Central Illinois health departments are racing to vaccinate against COVID-19, but as quickly as doses come in, they run out, leaving vulnerable populations like our grandparents waiting and wondering when they will be protected.
Hospitals, health departments, and now even pharmacies are poised to give the life-saving poke — the one-two punch against COVID-19. But where there is unlimited demand, there are still limited doses.
Region 2 is at a frustrating standstill as Central Illinois races to protect healthcare workers, first responders, and seniors.
Jessica McKnight, McLean County’s top health official, said the department is only getting up to 2,000 doses of the COVID-19 vaccine each week while scrambling to vaccinate the 50,000 people first in line.
“It just makes it difficult because we do want to serve the public. We want to see our county get vaccinated, and we want to provide this service to our residents,” McKnight said.
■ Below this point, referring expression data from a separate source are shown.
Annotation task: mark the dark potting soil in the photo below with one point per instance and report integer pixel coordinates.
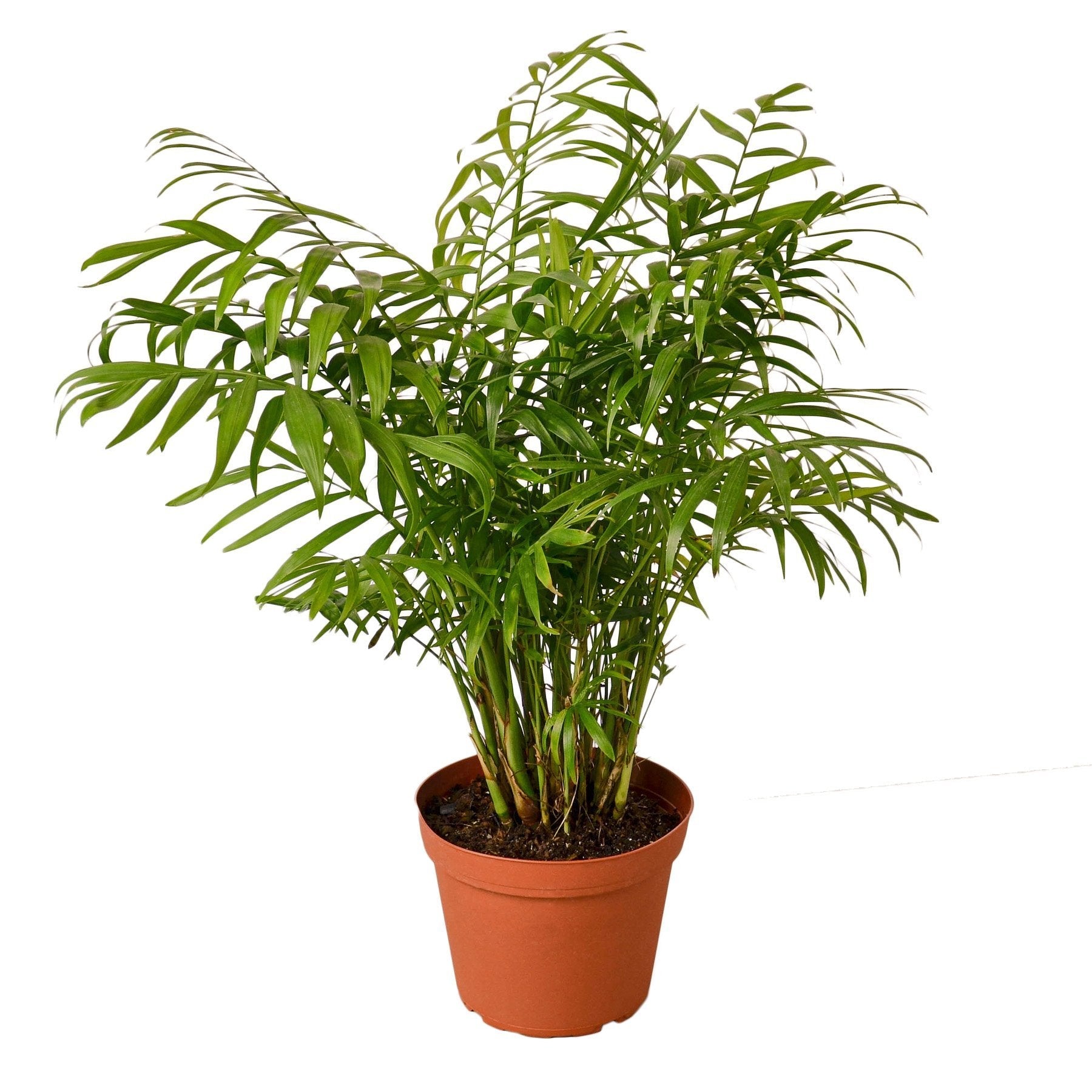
(464, 817)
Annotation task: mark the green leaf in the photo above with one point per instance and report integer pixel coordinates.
(187, 406)
(282, 520)
(566, 536)
(315, 265)
(593, 727)
(462, 453)
(376, 363)
(251, 504)
(268, 423)
(322, 325)
(348, 437)
(147, 409)
(298, 558)
(663, 372)
(393, 457)
(729, 504)
(277, 298)
(233, 420)
(306, 431)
In Peoria, Tazewell, and Woodford counties, more than 64,000 seniors are waiting as that area gets only 3,000 — 4,000 doses per week.
“This group has a high mortality and a high morbidity,” said Peoria City/County Health Administrator Monica Hendrickson.
But they’re left in limbo as a slow distribution from the feds effectively pressed pause on the state’s fight against the virus. This is happening all in the same week when Illinois Gov. J.B. Pritzker put prisoners alongside grandparents in line to receive the vaccine.
So where does that leave people age 65 and older? The short answer is…there isn’t one.
Even the state’s top office said It’s impossible to predict when distribution will ramp up.
In the meantime, there is no one way to get in line for the shot. Peoria hospitals, like UnityPoint Health and OSF Healthcare, are contacting senior patients directly to schedule appointments.
In McLean County, you can schedule your own appointment online, but only for vaccine clinics. The state and some of our local counties are working to get call centers in place to simplify the process.
When they will open is another question mark. While we wait, health officials are preaching precautions.
“Those individuals that are high risk, whether it’s by age or co-morbidity, continue to take those precautions that we’ve been asking you to do since March,” Hendrickson said.